XMAP215 Is Predicted to Increase the Apparent Strength of Longitudinal Interactions.

The model can be used to predict the energetic changes caused by MT binding proteins. For example, we used this simple Monte Carlo model to examine how XMAP215 can cause both a ≈7-fold increase in the growth rate and a ≈3-fold increase in the shortening rate (17). XMAP215 causes a disassembly state change from V_rs = ≈−20 μm min⁻¹ to V_rs = ≈−60 μm min⁻¹, and an assembly state change from V_e = ≈1.5 μm min⁻¹ to V_e = ≈8 μm min⁻¹. Although XMAP215 will form its own bonds with MTs, it will have the apparent effect of strengthening either lateral or longitudinal tubulin–tubulin bonds, depending on the orientation of XMAP215 on the MT. Above, we predicted that the kinking energy was 2.1 k_BT for k₍₊₎ = 2 μM⁻¹ s⁻¹ and 2.5 k_BT for k₍₊₎ = 4 μM⁻¹ s⁻¹, which is the energy difference for lateral bonds responsible for the state change from V_e = ≈1.5 μm min⁻¹ to V_rs = ≈−30 μm min⁻¹. The energetic difference between the states V_e = ≈8 μm min⁻¹ and V_rs = ≈−60 μm min⁻¹ should be the same. To predict ΔG_Lat and ΔG^*_Long with XMAP215 present, we begin our graphical analysis by drawing curves at V_e = ≈8 μm min⁻¹ and V_rs = ≈−60 μm min⁻¹, the assembly and disassembly velocities produced by XMAP215 (Fig. 2C). The predicted energy states produced by XMAP215 are found by determining which points on these two curves are separated by ΔG_Kink [2.5 k_BT for k₍₊₎ = 4 μM⁻¹ s⁻¹]. This analysis reveals the only points where an energy change of ΔG_Kink will produce a transition from observed XMAP215 assembly to disassembly rate (Fig. 2C). It is estimated that in the presence of XMAP215, longitudinal bonds are apparently strengthened by 3.6 k_BT and 3.8 k_BT, for k₍₊₎ = 2 μM⁻¹ s⁻¹ and k₍₊₎ = 4 μM⁻¹ s⁻¹, and that lateral bonds are apparently weakened by 0.2 k_BT and 2.2 k_BT, for k₍₊₎ = 2 μM⁻¹ s⁻¹ and k₍₊₎ = 4 μM⁻¹ s⁻¹ [Fig. 2C, k₍₊₎ = 2 μM⁻¹ s⁻¹ (not shown)].

Hydrolysis Rules.

The above results modeled discrete assembly and disassembly states; to model transitions, these state models must be merged together with rules for changing the state of dimers. Based on the structure of the MT, Nogales et al. (18) proposed that GTP hydrolysis is coupled to subunit addition; contact between α tubulin of one subunit and β tubulin of the other catalyzes hydrolysis of the GTP between these subunits. If the catalyzed hydrolysis is very rapid, this will generate a GTP cap that is 1 subunit-deep. We tested this model by simulating MT assembly at (+) ends, using the values for ΔG_Lat and ΔG^*_Long measured above. Each simulation began in an assembly state, with a single layer of tubulin-GTP at the tip of a blunt-end MT. Under these conditions, temporally coupled hydrolysis always caused immediate (<1 sec) switching to rapid shortening (data not shown), demonstrating that an instantaneous hydrolysis rule is not viable.

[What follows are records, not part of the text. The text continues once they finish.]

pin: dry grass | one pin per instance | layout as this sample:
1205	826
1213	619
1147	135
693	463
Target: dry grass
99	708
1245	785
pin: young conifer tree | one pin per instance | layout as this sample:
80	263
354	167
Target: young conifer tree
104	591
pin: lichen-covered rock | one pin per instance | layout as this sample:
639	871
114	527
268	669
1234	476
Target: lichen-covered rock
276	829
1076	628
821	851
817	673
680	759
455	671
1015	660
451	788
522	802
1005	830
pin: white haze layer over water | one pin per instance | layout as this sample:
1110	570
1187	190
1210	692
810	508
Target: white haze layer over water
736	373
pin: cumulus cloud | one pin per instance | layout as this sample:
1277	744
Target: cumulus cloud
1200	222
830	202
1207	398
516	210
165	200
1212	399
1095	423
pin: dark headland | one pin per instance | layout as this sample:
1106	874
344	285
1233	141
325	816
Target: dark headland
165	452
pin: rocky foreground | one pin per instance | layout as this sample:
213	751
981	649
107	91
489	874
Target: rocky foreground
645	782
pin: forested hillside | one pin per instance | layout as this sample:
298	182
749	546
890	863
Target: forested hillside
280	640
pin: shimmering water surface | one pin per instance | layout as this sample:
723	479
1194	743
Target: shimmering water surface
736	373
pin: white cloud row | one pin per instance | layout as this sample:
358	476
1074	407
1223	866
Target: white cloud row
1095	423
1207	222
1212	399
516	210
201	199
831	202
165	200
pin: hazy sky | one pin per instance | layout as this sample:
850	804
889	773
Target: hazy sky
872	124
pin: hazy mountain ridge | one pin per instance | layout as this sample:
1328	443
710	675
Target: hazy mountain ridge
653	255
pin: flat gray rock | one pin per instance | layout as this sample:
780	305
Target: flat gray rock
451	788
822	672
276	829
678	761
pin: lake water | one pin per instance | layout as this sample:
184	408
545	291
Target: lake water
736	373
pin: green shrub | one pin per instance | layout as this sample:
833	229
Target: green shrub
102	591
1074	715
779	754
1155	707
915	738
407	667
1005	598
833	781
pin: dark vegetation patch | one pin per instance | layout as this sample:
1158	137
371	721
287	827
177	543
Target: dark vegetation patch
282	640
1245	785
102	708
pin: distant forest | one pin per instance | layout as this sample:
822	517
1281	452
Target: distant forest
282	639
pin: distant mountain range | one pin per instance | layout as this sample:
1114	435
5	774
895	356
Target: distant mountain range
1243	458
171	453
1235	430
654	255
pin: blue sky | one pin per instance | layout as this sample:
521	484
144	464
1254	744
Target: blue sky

Because an instantaneous coupling between subunit addition and GTP hydrolysis failed to accurately simulate MT behavior, we modeled hydrolysis as a first-order reaction with a finite rate constant, k. In this model, only dimers with at least one dimer above them are capable of undergoing hydrolysis. Addition of a dimer is still necessary to stimulate hydrolysis of the dimer below, but hydrolysis is not temporally coupled to addition. This modified hydrolysis rule allows MT assembly with sustained periods of growth. For example, at a hydrolysis rate of 10 s⁻¹, the model produced persistent growth with a typical time to catastrophe of about ≈5 s and a typical time to rescue of ≈1 s (Fig. 3A).

Incorporation of hydrolysis and mechanics into the model. (A) Dynamic instability is produced with a spatially coupled, noninstantaneous hydrolysis rule, although growth and shortening phases are too brief (see text). (B and C) MT tip structures in a simple model (B) and in a more complete mechanical model (C). A simple model cannot accurately describe rescue from disassembly because GTP-tubulin association stabilizes ends and rescues occur too frequently (B). A mechanical model would represent rescues more accurately by reducing the stabilizing effect of GTP-tubulin association at splaying tips (C). (D) Modification of the simple model to incorporate mechanical effects. If a tubulin-GTP dimer associates at a position above a tubulin-GDP, the incoming dimer is “tagged” and its energetics are treated as though it is a tubulin-GDP to mimic the mechanical situation illustrated in C. Tagged tubulin-GTP may regain its proper energetic state if two of four nearby positions (x) are occupied by tubulin-GTP.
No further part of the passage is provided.